In all, there were 33 patients treated on this round of the clinical trial. All were older than age 65 and ineligible for the usual chemotherapy used to treat AML in younger patients. Thus all 33 patients had very poor prognosis. In this group, 91 percent of patients achieved what Pollyea calls an “overall response,” many of whom continue to be in durable remissions.
A New Paradigm for AML Treatment
Since the early 1970s, chemotherapy and sometimes bone marrow transplant have been the standard-of-care for AML. The results have never been anywhere near perfect. Because the side effects are lifethreatening, this imperfect treatment has been impossible for older patients. Now the Jordan’s lab science and the results from this clinical trial are leading to a new paradigm for the treatment of AML, offering new hope for all patients.
Members of Jordan’s lab, Courtney Jones, PhD, and Brett Stevens, PhD, have pinpointted the LSCs’ source of energy. Instead of glucose, these cells depend on “burning” amino acids. These researchers also have shown why ventoclax works: It stops the cells’ ability to use amino acids for energy. Their results are published in the journal Cancer Cell.
Meanwhile, others in Jordan’s lab have shown that the clinical trial did, in fact, target LSCs in these patients, and that the trial did this by nixing LSCs’ energy metabolism.
“Patients’ results showed that the trial was working, but we also needed to show why it was working – that it wasn’t just some other effect of adding venetoclax to treatment. Our work shows that the reason patients improved is because we turned off LSC metabolism and specifically killed these cells,” says Stevens, whose study and the results of the clinical trial are published in the journal Nature Medicine.
Based on the clinical trial results here and at other cancer centers around the country, venetoclax is poised to receive FDA approval for the treatment of AML.
“There is still plenty of work to do for patients with AML,” says Jordan. “Even though the early trials have shown major improvements, it’s clear that not all patients are cured.”
But the team is optimistic that patients with AML will soon have even more options.

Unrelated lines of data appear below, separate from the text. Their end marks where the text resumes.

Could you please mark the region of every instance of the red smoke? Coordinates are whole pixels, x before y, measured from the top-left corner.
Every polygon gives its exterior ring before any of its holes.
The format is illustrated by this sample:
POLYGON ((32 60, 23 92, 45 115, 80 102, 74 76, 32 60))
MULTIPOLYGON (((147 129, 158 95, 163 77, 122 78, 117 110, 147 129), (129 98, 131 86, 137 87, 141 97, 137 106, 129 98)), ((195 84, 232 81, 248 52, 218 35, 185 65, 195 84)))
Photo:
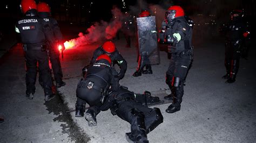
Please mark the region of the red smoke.
POLYGON ((64 43, 65 48, 68 49, 73 47, 83 46, 97 41, 114 38, 118 31, 122 27, 122 20, 124 15, 117 8, 112 10, 112 13, 113 18, 109 23, 104 21, 95 23, 87 29, 87 33, 80 32, 78 38, 66 41, 64 43))

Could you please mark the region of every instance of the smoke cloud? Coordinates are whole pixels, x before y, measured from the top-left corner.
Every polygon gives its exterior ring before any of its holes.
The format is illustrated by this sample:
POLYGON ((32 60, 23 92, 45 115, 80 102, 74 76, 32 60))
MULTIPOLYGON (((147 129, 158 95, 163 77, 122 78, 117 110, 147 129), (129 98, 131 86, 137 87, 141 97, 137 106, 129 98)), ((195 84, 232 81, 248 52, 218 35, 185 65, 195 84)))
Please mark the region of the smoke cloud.
POLYGON ((112 10, 112 13, 113 18, 109 23, 103 20, 96 22, 86 30, 86 33, 80 32, 78 38, 66 42, 65 47, 68 47, 69 45, 83 46, 99 41, 114 38, 118 31, 122 27, 122 20, 124 17, 124 14, 116 7, 112 10))

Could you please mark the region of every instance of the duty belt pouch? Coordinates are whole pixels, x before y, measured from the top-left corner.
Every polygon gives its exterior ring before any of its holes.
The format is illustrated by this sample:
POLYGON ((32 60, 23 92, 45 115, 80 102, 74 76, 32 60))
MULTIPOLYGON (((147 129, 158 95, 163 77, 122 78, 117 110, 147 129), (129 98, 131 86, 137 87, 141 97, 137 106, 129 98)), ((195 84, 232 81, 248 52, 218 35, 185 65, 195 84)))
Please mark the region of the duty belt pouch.
POLYGON ((188 40, 186 40, 184 41, 184 46, 185 49, 190 49, 190 41, 188 40))
POLYGON ((103 104, 105 101, 105 99, 106 98, 106 95, 107 95, 107 90, 103 90, 102 89, 100 90, 100 102, 103 104))
POLYGON ((23 50, 24 52, 26 52, 26 51, 28 50, 26 44, 23 44, 23 50))
POLYGON ((77 88, 83 88, 83 87, 84 86, 84 83, 83 78, 80 79, 78 82, 78 83, 77 83, 77 88))

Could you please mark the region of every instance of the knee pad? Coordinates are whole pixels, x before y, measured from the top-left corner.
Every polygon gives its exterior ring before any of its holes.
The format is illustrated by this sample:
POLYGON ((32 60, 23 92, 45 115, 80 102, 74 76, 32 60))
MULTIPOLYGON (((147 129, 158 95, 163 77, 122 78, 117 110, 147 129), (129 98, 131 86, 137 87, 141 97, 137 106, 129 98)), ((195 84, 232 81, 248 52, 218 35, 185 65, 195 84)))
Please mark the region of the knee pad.
POLYGON ((180 85, 181 80, 180 77, 174 77, 174 87, 177 88, 180 85))
POLYGON ((171 75, 166 74, 165 76, 165 83, 166 83, 168 85, 172 85, 173 77, 174 77, 171 75))
POLYGON ((154 108, 150 113, 151 116, 149 116, 150 119, 149 120, 152 120, 151 123, 147 126, 146 133, 149 133, 151 131, 153 131, 156 127, 157 127, 160 124, 162 123, 164 121, 164 117, 160 111, 160 109, 158 108, 154 108))
POLYGON ((138 110, 136 108, 133 108, 130 111, 131 113, 133 115, 135 121, 134 125, 132 126, 133 130, 146 130, 145 126, 145 115, 144 113, 138 110))

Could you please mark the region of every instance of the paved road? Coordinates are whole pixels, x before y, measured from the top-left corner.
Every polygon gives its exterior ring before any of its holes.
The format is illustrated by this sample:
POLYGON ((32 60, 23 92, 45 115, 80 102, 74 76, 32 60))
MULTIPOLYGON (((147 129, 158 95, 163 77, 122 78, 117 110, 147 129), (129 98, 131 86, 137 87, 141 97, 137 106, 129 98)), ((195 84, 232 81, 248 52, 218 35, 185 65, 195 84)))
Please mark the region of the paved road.
MULTIPOLYGON (((241 59, 237 82, 224 83, 224 47, 221 40, 196 45, 194 58, 188 74, 180 111, 168 114, 169 104, 157 105, 164 123, 148 134, 152 142, 254 142, 256 140, 255 49, 248 61, 241 59)), ((128 62, 122 85, 137 93, 170 92, 165 83, 169 65, 165 52, 161 64, 152 66, 152 75, 132 76, 137 67, 136 48, 125 48, 124 39, 115 41, 128 62)), ((89 127, 84 118, 64 111, 73 109, 76 88, 81 69, 87 64, 93 51, 102 43, 66 50, 62 65, 66 85, 58 89, 59 96, 49 103, 43 101, 43 90, 37 83, 35 98, 25 98, 24 59, 20 46, 14 47, 0 62, 0 124, 3 142, 126 142, 129 124, 109 111, 97 116, 98 125, 89 127)), ((255 43, 253 45, 255 46, 255 43)))

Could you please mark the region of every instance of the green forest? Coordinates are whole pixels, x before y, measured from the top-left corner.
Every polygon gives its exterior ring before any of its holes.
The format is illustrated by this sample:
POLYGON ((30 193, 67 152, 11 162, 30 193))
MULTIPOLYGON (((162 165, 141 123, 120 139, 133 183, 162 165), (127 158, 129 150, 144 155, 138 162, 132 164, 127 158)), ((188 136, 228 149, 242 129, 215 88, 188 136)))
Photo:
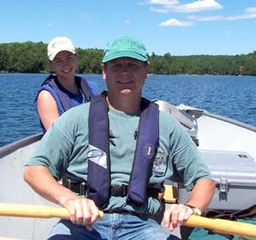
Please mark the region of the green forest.
MULTIPOLYGON (((1 73, 50 73, 47 44, 44 43, 12 43, 0 44, 1 73)), ((78 74, 101 74, 103 50, 77 49, 78 74)), ((148 56, 154 74, 256 75, 256 51, 249 54, 148 56)))

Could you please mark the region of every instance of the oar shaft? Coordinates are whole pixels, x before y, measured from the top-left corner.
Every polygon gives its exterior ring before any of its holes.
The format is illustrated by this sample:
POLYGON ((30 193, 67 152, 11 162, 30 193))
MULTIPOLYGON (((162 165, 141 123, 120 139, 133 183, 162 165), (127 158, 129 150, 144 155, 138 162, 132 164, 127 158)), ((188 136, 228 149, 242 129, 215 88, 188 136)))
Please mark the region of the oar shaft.
MULTIPOLYGON (((102 218, 103 212, 100 211, 100 214, 102 218)), ((0 203, 0 215, 44 219, 69 219, 68 211, 63 207, 5 203, 0 203)), ((185 221, 184 225, 188 227, 199 227, 212 229, 220 233, 237 235, 245 237, 256 237, 256 225, 234 221, 209 219, 192 215, 185 221)))
MULTIPOLYGON (((103 212, 100 211, 100 214, 102 218, 103 212)), ((0 204, 0 215, 44 219, 69 219, 68 211, 64 207, 33 205, 0 204)))
POLYGON ((188 227, 208 228, 217 232, 237 235, 240 236, 256 237, 256 225, 235 221, 209 219, 192 215, 184 225, 188 227))

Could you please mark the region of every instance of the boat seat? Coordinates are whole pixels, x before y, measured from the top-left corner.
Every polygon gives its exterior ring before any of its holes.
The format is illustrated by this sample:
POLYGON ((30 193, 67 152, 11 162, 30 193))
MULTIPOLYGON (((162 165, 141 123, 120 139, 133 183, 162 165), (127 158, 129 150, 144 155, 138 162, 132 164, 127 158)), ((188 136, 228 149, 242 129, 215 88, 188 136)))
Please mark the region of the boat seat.
POLYGON ((158 105, 160 111, 171 113, 188 132, 196 146, 199 146, 197 137, 198 126, 196 119, 194 116, 186 112, 185 110, 178 109, 175 105, 166 101, 154 99, 152 102, 158 105))

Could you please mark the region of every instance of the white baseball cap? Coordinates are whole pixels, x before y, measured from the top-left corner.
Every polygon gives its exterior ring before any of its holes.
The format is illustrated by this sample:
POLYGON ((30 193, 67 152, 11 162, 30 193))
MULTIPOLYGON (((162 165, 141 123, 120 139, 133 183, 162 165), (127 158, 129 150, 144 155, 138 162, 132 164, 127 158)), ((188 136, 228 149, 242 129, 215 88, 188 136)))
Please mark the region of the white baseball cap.
POLYGON ((47 47, 47 55, 50 61, 52 61, 56 55, 62 50, 68 50, 76 54, 76 48, 69 38, 66 36, 53 38, 47 47))

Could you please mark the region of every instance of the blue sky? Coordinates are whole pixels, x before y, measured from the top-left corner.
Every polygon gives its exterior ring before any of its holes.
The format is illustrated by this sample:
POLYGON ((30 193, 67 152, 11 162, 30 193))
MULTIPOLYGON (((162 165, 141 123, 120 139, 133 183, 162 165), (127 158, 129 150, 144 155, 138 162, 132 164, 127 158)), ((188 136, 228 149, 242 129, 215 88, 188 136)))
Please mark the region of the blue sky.
POLYGON ((256 50, 256 0, 7 0, 0 29, 0 43, 66 35, 104 49, 132 35, 149 54, 247 54, 256 50))

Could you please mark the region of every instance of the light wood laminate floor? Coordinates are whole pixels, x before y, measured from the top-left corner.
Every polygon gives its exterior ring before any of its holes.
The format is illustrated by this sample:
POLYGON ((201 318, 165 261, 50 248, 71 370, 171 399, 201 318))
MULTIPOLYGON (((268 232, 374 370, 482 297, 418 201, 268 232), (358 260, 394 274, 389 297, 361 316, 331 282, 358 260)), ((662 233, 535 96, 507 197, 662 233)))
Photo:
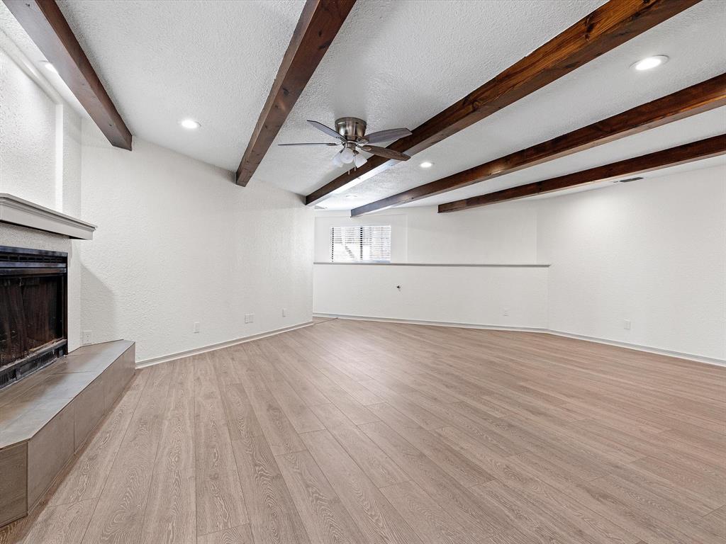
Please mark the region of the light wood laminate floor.
POLYGON ((332 320, 137 372, 0 543, 709 544, 726 368, 332 320))

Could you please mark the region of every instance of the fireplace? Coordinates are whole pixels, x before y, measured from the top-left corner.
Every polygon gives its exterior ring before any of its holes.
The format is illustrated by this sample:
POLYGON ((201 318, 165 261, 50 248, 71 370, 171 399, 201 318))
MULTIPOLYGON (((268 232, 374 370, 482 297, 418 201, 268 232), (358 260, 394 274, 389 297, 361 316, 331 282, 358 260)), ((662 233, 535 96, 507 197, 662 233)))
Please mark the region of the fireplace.
POLYGON ((0 246, 0 389, 66 353, 68 260, 0 246))

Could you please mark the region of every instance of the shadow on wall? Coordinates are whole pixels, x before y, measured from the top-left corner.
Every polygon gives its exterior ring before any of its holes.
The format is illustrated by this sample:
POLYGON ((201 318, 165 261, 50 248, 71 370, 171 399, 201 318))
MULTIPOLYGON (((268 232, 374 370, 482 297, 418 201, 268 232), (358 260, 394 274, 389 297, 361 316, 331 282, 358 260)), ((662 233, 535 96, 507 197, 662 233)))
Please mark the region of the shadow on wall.
POLYGON ((81 263, 81 344, 83 331, 90 331, 91 343, 121 339, 118 330, 113 292, 93 272, 81 263))

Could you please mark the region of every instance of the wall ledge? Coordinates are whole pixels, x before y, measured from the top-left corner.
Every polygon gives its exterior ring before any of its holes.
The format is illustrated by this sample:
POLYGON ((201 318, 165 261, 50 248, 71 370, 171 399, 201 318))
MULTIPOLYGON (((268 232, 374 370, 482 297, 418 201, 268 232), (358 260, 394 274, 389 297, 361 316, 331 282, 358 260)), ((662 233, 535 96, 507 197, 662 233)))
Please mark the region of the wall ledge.
POLYGON ((511 268, 547 268, 548 263, 328 263, 315 261, 314 265, 335 265, 336 266, 470 266, 482 268, 505 267, 511 268))
POLYGON ((96 230, 90 223, 7 193, 0 193, 0 222, 81 240, 92 240, 96 230))

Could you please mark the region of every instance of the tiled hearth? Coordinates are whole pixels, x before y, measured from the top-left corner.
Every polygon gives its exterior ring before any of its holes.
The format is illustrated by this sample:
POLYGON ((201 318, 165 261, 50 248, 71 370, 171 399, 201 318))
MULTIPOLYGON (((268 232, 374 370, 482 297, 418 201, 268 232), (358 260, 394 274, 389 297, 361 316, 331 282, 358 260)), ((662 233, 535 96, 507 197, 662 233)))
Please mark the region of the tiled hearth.
POLYGON ((0 392, 0 526, 25 516, 134 376, 135 345, 79 347, 0 392))

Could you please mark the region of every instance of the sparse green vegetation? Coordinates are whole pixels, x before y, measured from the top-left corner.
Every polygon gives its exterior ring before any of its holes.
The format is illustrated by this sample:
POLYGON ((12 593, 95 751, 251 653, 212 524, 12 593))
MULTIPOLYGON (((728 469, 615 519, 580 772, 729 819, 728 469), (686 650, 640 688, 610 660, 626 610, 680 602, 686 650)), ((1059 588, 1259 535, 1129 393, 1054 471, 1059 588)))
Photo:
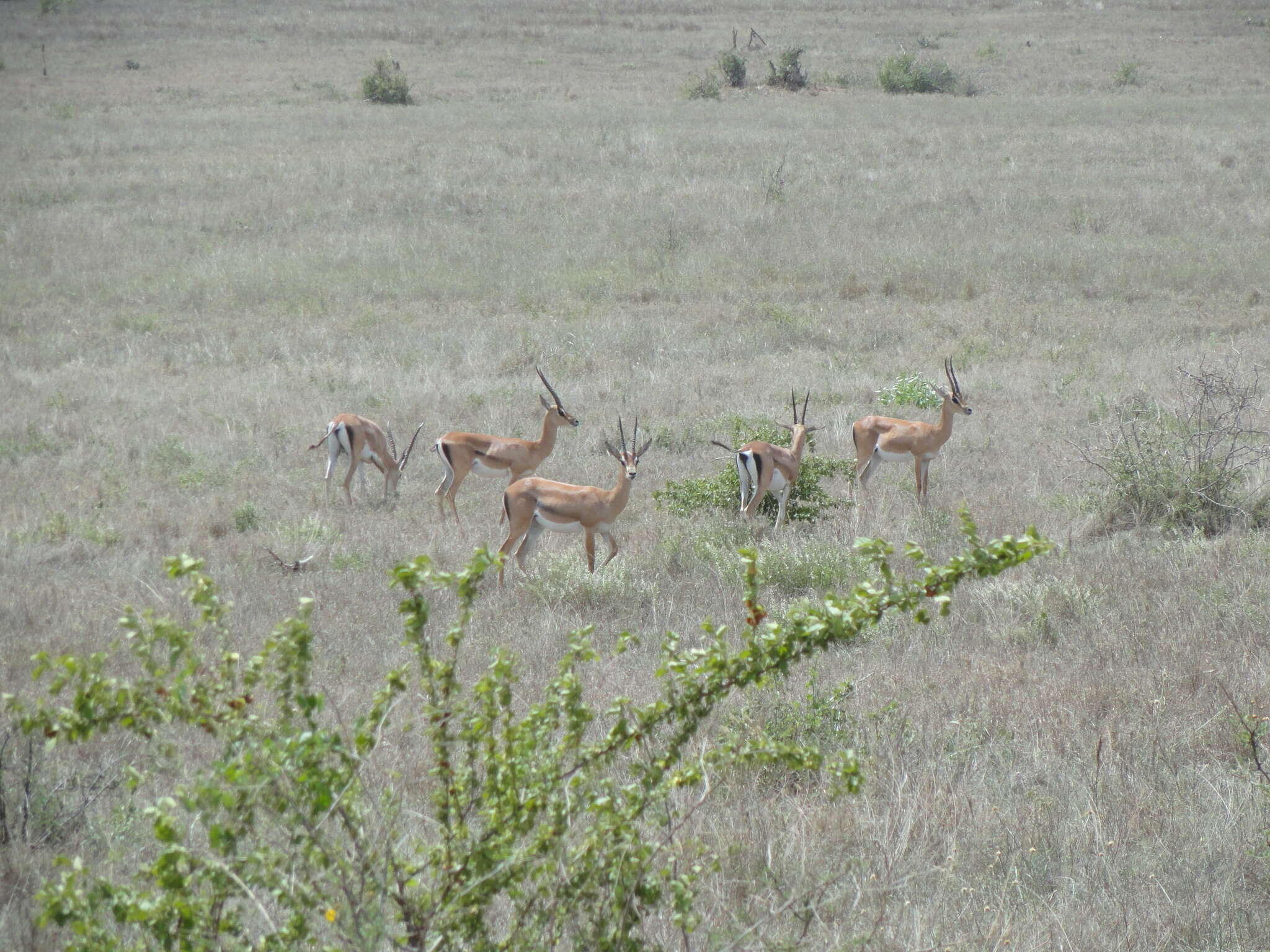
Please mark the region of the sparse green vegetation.
POLYGON ((410 105, 414 102, 401 65, 387 56, 376 58, 371 71, 362 76, 362 98, 385 105, 410 105))
POLYGON ((745 85, 745 57, 735 50, 719 53, 719 72, 728 80, 729 86, 742 89, 745 85))
POLYGON ((1137 60, 1125 60, 1120 63, 1120 67, 1111 76, 1111 81, 1116 86, 1140 86, 1142 85, 1142 63, 1137 60))
MULTIPOLYGON (((884 617, 947 616, 963 581, 1050 547, 1035 531, 983 543, 969 518, 964 532, 966 550, 946 564, 909 546, 918 578, 904 583, 893 579, 892 547, 861 539, 856 548, 878 581, 827 594, 780 623, 766 621, 757 556, 743 552, 739 644, 710 623, 707 641, 692 650, 667 633, 657 696, 646 702, 588 699, 585 674, 601 659, 591 628, 569 636, 536 703, 518 702, 518 665, 505 649, 491 651, 479 677, 460 677, 480 581, 495 561, 478 550, 465 569, 447 572, 420 556, 392 570, 415 664, 387 671, 352 720, 328 712, 314 680, 311 599, 255 655, 203 655, 199 630, 221 644, 229 605, 201 561, 169 559, 197 625, 126 609, 132 658, 118 666, 136 674, 108 673, 122 641, 90 658, 41 652, 36 678, 48 678, 51 699, 65 692, 70 703, 5 696, 20 730, 50 745, 123 734, 150 750, 130 773, 130 788, 146 802, 147 850, 127 872, 62 858, 37 896, 42 918, 71 952, 165 946, 174 928, 189 949, 319 938, 351 947, 372 935, 375 944, 413 948, 460 938, 474 948, 660 947, 648 939, 650 925, 672 919, 679 930, 696 929, 698 895, 719 872, 710 848, 681 834, 709 798, 711 774, 823 774, 839 795, 862 782, 855 751, 833 731, 841 692, 820 699, 813 687, 785 722, 744 737, 711 739, 714 711, 850 646, 884 617), (429 589, 457 603, 443 637, 427 631, 429 589), (433 767, 425 781, 403 782, 394 748, 413 743, 415 727, 433 767), (173 784, 187 768, 189 729, 207 735, 206 759, 189 782, 173 784), (431 821, 415 825, 420 809, 431 821), (413 875, 403 875, 405 866, 413 875)), ((629 644, 620 641, 615 655, 629 644)))
POLYGON ((767 85, 781 89, 799 90, 806 86, 806 70, 803 67, 803 47, 786 47, 767 61, 767 85))
POLYGON ((1082 448, 1106 479, 1109 526, 1154 524, 1212 536, 1270 526, 1270 433, 1257 426, 1260 381, 1229 367, 1179 371, 1179 406, 1135 397, 1082 448))
MULTIPOLYGON (((483 583, 460 674, 479 679, 488 649, 505 649, 527 713, 569 631, 593 625, 605 660, 582 675, 591 701, 620 691, 646 703, 667 630, 693 651, 709 617, 739 644, 735 551, 754 542, 730 487, 723 509, 683 517, 652 493, 718 475, 728 461, 707 440, 728 438, 732 415, 786 420, 791 387, 812 388, 824 426, 809 459, 851 458, 851 423, 870 413, 933 421, 937 410, 885 407, 875 391, 909 369, 942 382, 951 354, 966 360, 975 411, 935 461, 927 505, 912 465, 888 463, 859 508, 766 533, 772 616, 869 583, 857 534, 955 556, 961 500, 994 532, 1035 522, 1062 556, 964 586, 939 627, 886 617, 826 652, 815 712, 805 670, 772 679, 739 743, 768 721, 834 736, 824 699, 851 682, 838 710, 857 718, 855 737, 837 734, 856 745, 867 801, 834 802, 777 768, 709 773, 714 795, 679 830, 720 866, 698 881, 700 924, 685 937, 663 909, 640 939, 702 952, 1266 944, 1266 802, 1220 685, 1246 710, 1270 697, 1257 650, 1270 527, 1252 499, 1212 534, 1162 528, 1077 462, 1078 447, 1111 446, 1135 396, 1172 428, 1177 366, 1229 355, 1240 378, 1270 366, 1270 123, 1256 119, 1270 85, 1247 9, 222 6, 232 15, 157 0, 46 17, 34 0, 0 4, 4 689, 30 691, 36 651, 103 651, 119 605, 190 627, 197 612, 159 570, 190 551, 237 605, 224 638, 199 631, 203 658, 239 651, 245 664, 296 598, 312 598, 323 727, 351 727, 410 658, 385 572, 422 552, 461 569, 505 537, 503 480, 469 476, 462 532, 441 518, 432 442, 447 429, 537 437, 538 364, 582 420, 538 476, 612 486, 602 438, 617 414, 627 432, 639 414, 655 443, 616 526, 620 556, 589 575, 577 536, 545 534, 528 575, 513 569, 502 592, 483 583), (1162 15, 1186 42, 1160 38, 1162 15), (747 88, 677 102, 691 71, 724 85, 715 62, 733 27, 747 88), (979 60, 989 36, 1001 56, 979 60), (782 46, 806 47, 815 80, 801 93, 762 85, 782 46), (1146 57, 1161 51, 1157 77, 1146 57), (991 103, 879 95, 897 52, 946 58, 958 91, 982 76, 991 103), (381 53, 401 60, 417 105, 361 102, 381 53), (1143 83, 1118 88, 1130 58, 1143 83), (846 91, 839 72, 855 77, 846 91), (399 437, 427 424, 389 505, 373 468, 343 500, 348 457, 328 499, 325 451, 306 447, 342 411, 399 437), (259 524, 240 533, 249 501, 259 524), (624 630, 627 651, 612 658, 624 630), (895 703, 902 713, 867 713, 895 703)), ((1261 406, 1253 426, 1266 429, 1261 406)), ((1240 494, 1264 479, 1246 477, 1240 494)), ((852 499, 846 475, 820 486, 852 499)), ((903 557, 892 567, 914 578, 903 557)), ((432 600, 439 642, 455 595, 432 600)), ((118 661, 109 674, 141 670, 118 661)), ((434 833, 436 764, 409 687, 394 720, 413 731, 362 769, 376 792, 410 787, 409 810, 371 823, 420 843, 434 833)), ((48 701, 70 706, 70 688, 48 701)), ((697 740, 720 740, 742 702, 697 740)), ((0 948, 64 946, 36 924, 58 854, 137 886, 160 849, 142 809, 178 784, 199 790, 221 751, 178 730, 184 757, 132 791, 131 770, 157 763, 163 740, 50 750, 0 724, 0 948)), ((196 844, 217 821, 177 815, 196 844)), ((267 829, 276 836, 236 856, 297 835, 267 829)), ((244 922, 263 922, 251 895, 276 914, 267 889, 237 895, 254 910, 244 922)), ((347 941, 352 906, 319 899, 316 947, 389 947, 347 941)), ((570 946, 583 942, 558 947, 570 946)))
POLYGON ((711 70, 706 70, 700 76, 691 76, 679 91, 685 99, 719 99, 723 95, 719 89, 719 77, 711 70))
POLYGON ((899 53, 878 70, 878 85, 886 93, 955 93, 958 79, 946 63, 925 63, 912 53, 899 53))
MULTIPOLYGON (((723 442, 740 447, 753 439, 787 447, 790 433, 765 420, 748 420, 738 416, 733 418, 730 423, 729 439, 723 442)), ((820 480, 850 479, 855 472, 855 463, 851 461, 818 456, 814 453, 814 437, 809 435, 798 481, 790 490, 786 518, 792 522, 813 522, 828 515, 834 509, 839 509, 845 501, 831 496, 820 485, 820 480)), ((658 506, 676 515, 737 510, 740 504, 740 479, 737 476, 734 461, 729 458, 714 476, 668 481, 663 489, 653 491, 653 499, 657 500, 658 506)), ((765 519, 775 519, 776 509, 776 494, 768 493, 759 504, 758 513, 765 519)))
POLYGON ((944 404, 935 385, 919 373, 900 374, 889 387, 879 390, 876 399, 883 406, 916 406, 922 410, 944 404))

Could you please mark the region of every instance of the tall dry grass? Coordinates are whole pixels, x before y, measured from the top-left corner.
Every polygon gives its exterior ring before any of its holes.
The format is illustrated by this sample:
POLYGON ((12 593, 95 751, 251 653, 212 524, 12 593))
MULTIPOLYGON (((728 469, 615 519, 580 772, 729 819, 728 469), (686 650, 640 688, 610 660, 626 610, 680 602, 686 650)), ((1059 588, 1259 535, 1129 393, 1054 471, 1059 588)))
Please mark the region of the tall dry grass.
MULTIPOLYGON (((100 647, 123 603, 175 611, 160 559, 189 551, 244 638, 314 598, 323 678, 353 704, 400 660, 385 570, 498 545, 500 484, 464 487, 461 537, 431 453, 395 506, 354 491, 349 509, 325 504, 304 447, 344 410, 399 433, 533 435, 538 363, 583 421, 540 475, 610 482, 617 414, 657 439, 621 556, 588 576, 575 538, 545 539, 528 579, 483 600, 474 647, 511 645, 532 683, 572 627, 640 631, 648 647, 593 685, 636 693, 657 633, 737 617, 728 553, 745 541, 730 515, 678 519, 650 490, 720 466, 720 421, 784 419, 790 387, 812 390, 822 452, 850 456, 876 387, 951 355, 975 414, 931 467, 930 509, 890 466, 859 531, 945 553, 965 501, 986 533, 1035 522, 1062 555, 820 666, 822 687, 855 684, 841 717, 866 792, 720 788, 697 815, 724 858, 700 944, 1266 948, 1270 817, 1220 688, 1265 710, 1270 542, 1091 534, 1073 449, 1118 400, 1170 400, 1180 364, 1270 355, 1255 11, 38 10, 0 9, 5 689, 37 649, 100 647), (751 23, 805 47, 814 80, 853 81, 677 99, 751 23), (980 95, 872 88, 922 36, 980 95), (418 105, 357 99, 385 50, 418 105), (1125 61, 1142 85, 1115 85, 1125 61), (263 546, 315 559, 284 575, 263 546)), ((772 608, 818 594, 808 579, 850 584, 856 532, 843 514, 765 541, 772 608)), ((805 682, 767 688, 752 716, 796 712, 805 682)), ((37 751, 36 783, 144 755, 37 751)), ((11 805, 25 748, 0 757, 11 805)), ((60 797, 46 814, 74 814, 80 795, 60 797)), ((0 848, 5 944, 56 947, 29 925, 52 854, 130 868, 145 831, 126 806, 108 790, 34 848, 0 848)))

“When I was a fellow, I learned how to tell AML patients they were going to die,” Pollyea says. “Now I’m talking with my patients about their vacations and how their grandchildren are doing. It’s a fundamental change to the treatment of AML.” Joel Rutstein is one of them: “My story isn’t a real exciting one. There’s no car chase, no femme fatale. I don’t know why I happened to get diagnosed when I did or why this treatment happened to come around when it did. I just know that if I weren’t on this drug program, I wouldn’t be here.”